Photo retrieved from autoguide.com.
Of course, this recent news story talks about the literal car and not a pet name for a lover, but I digress.
Eight cars in total were lost to the depths of the sinkhole, but this isn’t the first time in history that the Earth crumbled spontaneously. In fact, so many sinkholes have occurred that The Discovery Channel was able to create a show about it. Entitled “Sinkholes: Swallowed Alive,” the show premiered on Feb. 15 and tells the personal testimony and science behind the naturally occurring collapse of earth.
Howstuffworks.com published an article attempting to explain the phenomenon to a lay person.
What causes Sinkholes?
Oftentimes, sinkholes are created by the earth’s prolonged exposure to water. This makes the dirt moist and likely to erode in places where the minerals that compose the compound are soft. When water begins to flood an already developing sinkhole, whether through rain or over irrigation, some topsoil can start to flood, further trapping the underlying water.
(Beginning to hear the suspense of the Jaws theme song, or is it just me?)
But don’t start thinking water is the enemy; in some cases, the water is actually holding up a portion of the Earth’s crust and the sudden absence of that water could also induce a collapse.
Where do sinkholes develop?
Sadly, we can’t outrun this enemy.

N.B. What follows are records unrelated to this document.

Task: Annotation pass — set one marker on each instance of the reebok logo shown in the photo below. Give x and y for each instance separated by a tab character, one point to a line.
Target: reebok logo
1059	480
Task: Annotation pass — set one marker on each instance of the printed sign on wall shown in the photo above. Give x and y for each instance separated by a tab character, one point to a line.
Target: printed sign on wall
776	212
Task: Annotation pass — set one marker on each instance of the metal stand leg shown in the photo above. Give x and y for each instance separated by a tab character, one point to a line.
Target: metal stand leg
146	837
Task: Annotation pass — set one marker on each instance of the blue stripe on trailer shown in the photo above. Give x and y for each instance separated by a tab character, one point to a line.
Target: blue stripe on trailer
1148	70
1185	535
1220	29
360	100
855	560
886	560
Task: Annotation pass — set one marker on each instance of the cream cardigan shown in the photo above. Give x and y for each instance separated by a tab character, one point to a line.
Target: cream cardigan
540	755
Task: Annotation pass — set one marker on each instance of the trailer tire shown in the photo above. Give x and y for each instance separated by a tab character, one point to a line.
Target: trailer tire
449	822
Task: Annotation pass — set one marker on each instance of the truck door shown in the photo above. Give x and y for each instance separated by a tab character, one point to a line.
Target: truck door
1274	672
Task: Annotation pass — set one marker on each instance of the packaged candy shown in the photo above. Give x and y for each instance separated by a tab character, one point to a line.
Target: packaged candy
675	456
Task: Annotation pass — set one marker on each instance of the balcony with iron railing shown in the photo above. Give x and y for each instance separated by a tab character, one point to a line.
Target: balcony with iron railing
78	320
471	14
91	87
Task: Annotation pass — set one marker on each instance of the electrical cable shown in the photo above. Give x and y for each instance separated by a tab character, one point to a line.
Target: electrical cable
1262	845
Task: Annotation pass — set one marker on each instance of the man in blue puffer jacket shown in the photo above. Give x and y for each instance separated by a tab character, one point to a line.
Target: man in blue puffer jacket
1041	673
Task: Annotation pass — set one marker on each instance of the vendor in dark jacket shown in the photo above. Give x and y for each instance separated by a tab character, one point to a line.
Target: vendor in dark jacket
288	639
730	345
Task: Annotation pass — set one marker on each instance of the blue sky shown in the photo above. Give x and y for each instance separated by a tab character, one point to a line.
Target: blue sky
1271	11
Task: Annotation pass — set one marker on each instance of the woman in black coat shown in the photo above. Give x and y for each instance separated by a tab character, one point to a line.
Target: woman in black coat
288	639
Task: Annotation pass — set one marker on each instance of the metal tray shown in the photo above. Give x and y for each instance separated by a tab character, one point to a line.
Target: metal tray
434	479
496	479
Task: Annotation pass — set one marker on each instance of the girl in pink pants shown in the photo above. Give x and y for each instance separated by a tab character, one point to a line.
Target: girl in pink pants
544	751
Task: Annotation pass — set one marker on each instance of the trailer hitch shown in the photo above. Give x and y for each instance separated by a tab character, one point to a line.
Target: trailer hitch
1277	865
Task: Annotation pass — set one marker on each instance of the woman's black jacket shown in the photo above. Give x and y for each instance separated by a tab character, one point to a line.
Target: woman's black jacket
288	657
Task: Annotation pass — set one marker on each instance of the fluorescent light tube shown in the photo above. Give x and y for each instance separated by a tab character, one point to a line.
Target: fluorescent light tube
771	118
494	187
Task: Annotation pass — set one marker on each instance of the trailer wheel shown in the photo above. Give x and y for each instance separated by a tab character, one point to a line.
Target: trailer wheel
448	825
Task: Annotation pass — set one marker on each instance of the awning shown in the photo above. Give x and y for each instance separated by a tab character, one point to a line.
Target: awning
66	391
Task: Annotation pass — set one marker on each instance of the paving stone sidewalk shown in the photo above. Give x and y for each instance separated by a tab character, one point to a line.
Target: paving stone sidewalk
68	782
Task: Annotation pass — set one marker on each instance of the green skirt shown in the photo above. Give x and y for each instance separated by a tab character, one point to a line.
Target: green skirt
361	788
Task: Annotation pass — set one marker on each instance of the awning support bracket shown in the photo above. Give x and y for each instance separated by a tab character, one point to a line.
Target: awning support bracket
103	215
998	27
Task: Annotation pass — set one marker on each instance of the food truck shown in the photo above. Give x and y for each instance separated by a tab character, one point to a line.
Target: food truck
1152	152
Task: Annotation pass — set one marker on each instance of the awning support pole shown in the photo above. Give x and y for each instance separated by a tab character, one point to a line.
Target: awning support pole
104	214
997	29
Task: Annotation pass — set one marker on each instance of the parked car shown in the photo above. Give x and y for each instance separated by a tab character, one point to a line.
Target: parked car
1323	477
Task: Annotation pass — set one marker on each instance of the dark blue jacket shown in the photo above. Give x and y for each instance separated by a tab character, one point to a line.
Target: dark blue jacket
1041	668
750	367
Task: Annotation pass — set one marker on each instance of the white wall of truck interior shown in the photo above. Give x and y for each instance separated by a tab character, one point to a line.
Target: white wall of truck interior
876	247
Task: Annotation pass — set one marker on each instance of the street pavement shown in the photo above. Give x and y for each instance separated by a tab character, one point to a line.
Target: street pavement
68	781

Sinkholes develop all over America and the world, but you can pick a place other than the Sunshine State to live. Though we love its endless beaches and relaxed atmosphere, Florida is indeed the worst state for sinkholes. However, nearly every state has it’s share of groundbreaking events (punny).
How do I know if there is a sinkhole nearby?
For those at the National Corvette Museum, it would have been hard to tell where a sinkhole lay. With industrial structures masking the ground, the telling signs were also covered. However, if you notice structural damage to a foundation, there is a chance that a sinkhole is present. Additionally, if vegetation is either growing or dying unexpectedly, or well water becomes clouded or muddy, the ground may have a sinkhole problem.